I have yet to be diagnosed officially, but am pretty sure that I have sleep apnea. I've been getting "jolted" out of my sleep for the past few weeks, right as I'm falling asleep sometimes my brain gets a quick kickstart sensation, other times, it's a flutter in the chest, and sometimes, I catch myself snoring with it, but not all the time. It has effected my mood and of course my energy levels. I'm hoping that it isn't sleep apnea, but am even more araid that if it is, it's central sleep apnea caused by some unknown disease. Ive had several heart tests that come back fine. Im 26 y/o, 175 pounds and aside from being hyperthyroid, which I thought was treated when they took half of it out, am healthy to my knowledge. Im just super worried about some neurological disease causing me to have central, which is way harder to treat from what I've read. All in all, I'm mostly ready to start sleeping again.
Currently am in the process of waiting to get a sleep study scheduled, and going to see a pulmonologist on Wednesday. I just wanna get ahead of the curve and get some info on how to deal with sleep apnea in the meantime until I get treated. I hope if I end up on the cpap it provides the relief some say it does. Not sleeping/being afraid to sleep sucks.
Thanks for reading.
Don't be hesitant about this. When I got my diagnosis and started using CPAP, I FINALLY found myself getting good sleep, instant energy and just a feeling of being better than I had in a long time. The CPAP machines have come so far that they are nothing like I thought they would be -- and there has not been any problems getting used to sleeping with it. Believe me, it's worth the effort you may have to put into getting all this set up.

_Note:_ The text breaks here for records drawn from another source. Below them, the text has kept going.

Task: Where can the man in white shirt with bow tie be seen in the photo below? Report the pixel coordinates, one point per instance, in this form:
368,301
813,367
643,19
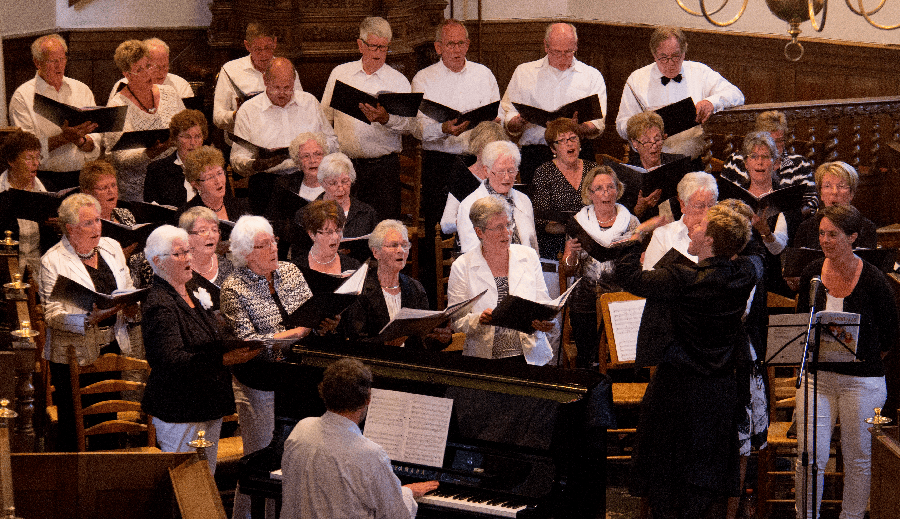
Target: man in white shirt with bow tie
670,79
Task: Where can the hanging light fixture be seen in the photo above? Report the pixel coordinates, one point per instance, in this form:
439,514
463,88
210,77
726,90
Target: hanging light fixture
794,12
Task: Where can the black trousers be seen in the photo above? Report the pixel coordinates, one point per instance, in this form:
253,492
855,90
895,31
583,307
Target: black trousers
378,184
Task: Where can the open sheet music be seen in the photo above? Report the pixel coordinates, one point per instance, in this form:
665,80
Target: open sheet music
626,321
409,427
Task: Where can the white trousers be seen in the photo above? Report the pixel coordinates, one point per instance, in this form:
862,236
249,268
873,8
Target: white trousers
852,399
174,437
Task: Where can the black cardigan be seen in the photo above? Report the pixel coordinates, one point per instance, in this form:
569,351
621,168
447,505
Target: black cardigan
188,382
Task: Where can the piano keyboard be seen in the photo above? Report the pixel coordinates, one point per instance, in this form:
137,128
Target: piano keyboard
473,501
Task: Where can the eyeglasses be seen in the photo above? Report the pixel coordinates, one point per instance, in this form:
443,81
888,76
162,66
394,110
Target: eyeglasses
217,174
181,255
828,186
506,173
700,206
674,58
205,232
455,44
395,245
651,144
346,182
268,244
376,48
568,140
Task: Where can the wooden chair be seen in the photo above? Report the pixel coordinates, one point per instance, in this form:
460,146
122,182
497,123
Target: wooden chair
776,462
444,257
128,415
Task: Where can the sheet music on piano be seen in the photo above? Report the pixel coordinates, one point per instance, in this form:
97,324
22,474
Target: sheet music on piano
626,321
411,428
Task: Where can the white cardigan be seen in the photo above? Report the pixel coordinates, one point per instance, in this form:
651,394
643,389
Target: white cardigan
470,275
523,214
65,323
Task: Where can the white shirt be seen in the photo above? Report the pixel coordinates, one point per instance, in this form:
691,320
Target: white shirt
673,235
21,113
699,82
331,470
361,140
271,126
181,86
248,79
540,85
472,87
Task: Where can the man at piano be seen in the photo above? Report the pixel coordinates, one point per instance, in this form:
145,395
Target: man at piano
331,470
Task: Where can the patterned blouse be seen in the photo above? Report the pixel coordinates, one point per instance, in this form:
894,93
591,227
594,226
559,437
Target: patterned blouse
550,191
249,307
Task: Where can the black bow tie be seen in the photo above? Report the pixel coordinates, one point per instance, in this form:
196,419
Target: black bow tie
665,80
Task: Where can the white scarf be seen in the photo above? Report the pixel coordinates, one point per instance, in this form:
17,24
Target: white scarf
588,220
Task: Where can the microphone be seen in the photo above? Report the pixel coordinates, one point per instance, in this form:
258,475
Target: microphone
815,289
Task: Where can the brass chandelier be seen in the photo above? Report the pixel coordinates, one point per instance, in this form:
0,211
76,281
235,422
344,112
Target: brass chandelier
794,12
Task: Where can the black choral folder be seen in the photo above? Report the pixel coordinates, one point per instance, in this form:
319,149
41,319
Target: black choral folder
346,99
588,109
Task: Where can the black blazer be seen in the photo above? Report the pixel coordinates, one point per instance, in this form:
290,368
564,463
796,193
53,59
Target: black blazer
369,314
188,382
164,183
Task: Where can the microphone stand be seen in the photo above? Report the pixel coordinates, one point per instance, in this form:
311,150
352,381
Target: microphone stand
810,367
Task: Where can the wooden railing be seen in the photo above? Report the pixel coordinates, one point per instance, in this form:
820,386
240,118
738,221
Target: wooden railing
856,131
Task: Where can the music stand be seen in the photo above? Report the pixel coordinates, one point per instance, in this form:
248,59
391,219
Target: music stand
785,341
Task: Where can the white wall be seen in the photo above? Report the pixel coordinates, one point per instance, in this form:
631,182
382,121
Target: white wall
840,24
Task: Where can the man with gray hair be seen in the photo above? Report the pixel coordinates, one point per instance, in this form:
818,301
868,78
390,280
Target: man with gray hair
64,150
331,470
159,71
272,120
374,147
697,192
548,83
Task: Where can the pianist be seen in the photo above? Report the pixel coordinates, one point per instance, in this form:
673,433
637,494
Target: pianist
331,470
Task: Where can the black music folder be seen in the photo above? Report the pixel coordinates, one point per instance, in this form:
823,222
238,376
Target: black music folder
795,259
346,98
674,257
678,117
261,152
517,313
442,113
141,139
107,118
38,206
782,200
241,95
128,234
588,109
145,212
76,294
590,245
328,304
412,321
666,177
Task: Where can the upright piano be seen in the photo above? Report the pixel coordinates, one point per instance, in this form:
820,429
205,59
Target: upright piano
526,441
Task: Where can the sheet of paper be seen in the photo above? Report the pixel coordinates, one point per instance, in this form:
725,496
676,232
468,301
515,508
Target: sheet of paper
409,427
626,321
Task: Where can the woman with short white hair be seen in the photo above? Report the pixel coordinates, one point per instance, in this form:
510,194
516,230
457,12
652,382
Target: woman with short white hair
501,159
256,299
98,263
502,268
189,388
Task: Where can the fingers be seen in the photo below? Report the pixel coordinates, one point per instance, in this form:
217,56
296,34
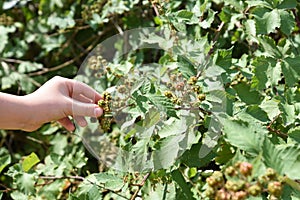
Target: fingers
80,121
67,123
81,90
85,109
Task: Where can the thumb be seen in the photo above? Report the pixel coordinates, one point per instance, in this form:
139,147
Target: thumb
86,109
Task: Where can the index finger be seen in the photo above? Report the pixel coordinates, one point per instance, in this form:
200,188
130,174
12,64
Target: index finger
80,89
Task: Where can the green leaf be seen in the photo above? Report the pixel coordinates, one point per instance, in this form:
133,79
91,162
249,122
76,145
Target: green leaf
184,186
287,22
5,158
163,104
269,46
184,14
186,67
294,133
268,22
25,67
258,113
223,58
271,107
26,182
29,161
168,152
244,135
246,95
291,70
287,4
110,181
288,113
271,156
173,126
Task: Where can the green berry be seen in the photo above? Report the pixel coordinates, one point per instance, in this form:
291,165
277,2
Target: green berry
201,97
210,192
101,103
122,89
271,173
275,188
245,168
222,195
168,94
240,195
230,171
254,190
193,80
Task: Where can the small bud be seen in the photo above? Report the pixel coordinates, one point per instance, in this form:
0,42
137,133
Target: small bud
106,96
168,94
240,195
122,89
275,188
201,97
211,181
222,195
254,190
196,89
179,86
101,103
246,168
193,80
210,192
271,173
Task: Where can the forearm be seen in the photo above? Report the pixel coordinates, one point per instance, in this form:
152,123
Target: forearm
14,112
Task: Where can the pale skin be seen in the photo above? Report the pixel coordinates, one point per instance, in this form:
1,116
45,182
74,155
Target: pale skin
59,99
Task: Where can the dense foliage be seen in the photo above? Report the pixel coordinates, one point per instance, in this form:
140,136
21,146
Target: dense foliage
210,111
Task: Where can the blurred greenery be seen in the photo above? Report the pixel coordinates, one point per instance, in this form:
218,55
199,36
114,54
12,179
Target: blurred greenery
252,45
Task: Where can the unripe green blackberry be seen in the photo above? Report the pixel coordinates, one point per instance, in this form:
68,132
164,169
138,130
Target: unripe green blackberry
106,96
230,171
122,89
210,192
240,195
271,173
201,97
168,94
222,195
211,181
196,88
254,190
179,86
101,103
234,185
193,80
246,168
275,188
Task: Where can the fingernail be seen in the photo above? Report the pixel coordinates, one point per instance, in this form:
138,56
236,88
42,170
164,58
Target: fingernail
98,112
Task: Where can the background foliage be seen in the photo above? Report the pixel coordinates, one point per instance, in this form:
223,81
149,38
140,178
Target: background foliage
252,45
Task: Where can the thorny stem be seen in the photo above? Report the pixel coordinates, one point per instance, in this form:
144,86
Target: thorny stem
140,186
211,50
279,133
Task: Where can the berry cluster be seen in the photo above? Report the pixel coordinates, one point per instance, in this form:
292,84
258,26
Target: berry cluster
182,90
6,20
106,119
95,8
237,183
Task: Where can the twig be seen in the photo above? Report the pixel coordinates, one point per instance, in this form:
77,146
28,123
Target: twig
140,186
67,63
211,50
62,177
154,8
118,28
6,189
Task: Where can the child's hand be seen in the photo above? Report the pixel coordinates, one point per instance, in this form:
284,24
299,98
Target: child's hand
60,98
56,100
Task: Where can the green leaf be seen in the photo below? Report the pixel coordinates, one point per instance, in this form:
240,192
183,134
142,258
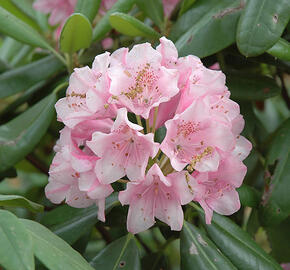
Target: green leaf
251,87
207,28
19,136
281,50
261,25
279,242
19,201
14,27
11,7
16,245
276,200
120,254
249,196
22,78
197,251
237,245
89,8
71,223
52,251
130,26
153,9
76,34
103,26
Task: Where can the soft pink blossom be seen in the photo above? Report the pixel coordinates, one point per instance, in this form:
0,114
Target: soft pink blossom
88,94
156,196
215,191
139,81
124,151
195,138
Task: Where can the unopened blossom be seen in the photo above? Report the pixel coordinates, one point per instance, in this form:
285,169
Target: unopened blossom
195,138
215,191
124,151
139,81
156,196
87,96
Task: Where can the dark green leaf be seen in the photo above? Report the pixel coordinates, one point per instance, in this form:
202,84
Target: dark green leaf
130,26
251,87
153,9
16,245
76,34
120,254
88,7
198,252
238,246
52,251
279,240
14,27
19,136
207,28
261,25
276,200
103,26
281,50
19,201
22,78
71,223
249,196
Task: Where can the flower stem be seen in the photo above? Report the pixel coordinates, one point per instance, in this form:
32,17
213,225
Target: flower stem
155,119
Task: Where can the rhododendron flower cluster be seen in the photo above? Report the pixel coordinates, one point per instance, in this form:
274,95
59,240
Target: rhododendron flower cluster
111,113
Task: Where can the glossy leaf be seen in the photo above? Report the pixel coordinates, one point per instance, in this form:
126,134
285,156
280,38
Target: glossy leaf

I have Hashimoto's disease. Horrendous nightmares that woke me were part of the symptoms that started in my mid-thirties. They were misdiagnosed as many things for 5 years until a simple blood test indicated little thryroid function. (Actually, I'd had Hashimoto's all my life; times of low thyroid functioning coincide with times of severe childhood nightmares. As a toddler, doctors were unable to determine why I was losing so much hair. I just never told my parents about the nightmares. When they were bad, I got up in the middle of the night and slept outside my parents' door.) For me, the nightmares stopped once my Synthroid dose was established. My endocrinologist said that the dreams were related to hormone fluctuations that come with poor thryroid function. My sleep apnea is related somewhat to my slightly enlarged thryroid but mostly to the weight I gained when my thyroid nearly quit and then regained when severe arthritis interfered with sleep. So - after all that - check with your endocrinologist, too.
So the good news is that even if you have central apnea, a C-Pap machine will help. If you have obstructive apnea you have multiple options for treatment besides C-Pap. As young as you are, your options are probably higher than someone in their 80s. Central apnea is rare but treatable. Don't lose sleep worrying about what you might have.
Suggestion Newoptions, These threads are often long and the original posting may have been some time in the past. When someone posts something off the original poster's topic a bit, the thread can start to wind in new directions. If you want to replace to a specific post, as in the case with this thread, there is a REPLY LINK (but in lower case) on the bottom of the post you wish to reply to. Using this function rather than the Write a Reply tab makes your post relate to a specific post in a thread. Hope this makes sense and thanks for your insightful comments so far. While there are a number of dentists who post on this board, fewer sleep specialists NOT in the dental field pop in with opinions or help. It is sad that this category of specialist feels they need to confine their expertise to their office spaces. We do have sleep technician from Australia pop in now and again and it is most helpful to have professionals mix with patients.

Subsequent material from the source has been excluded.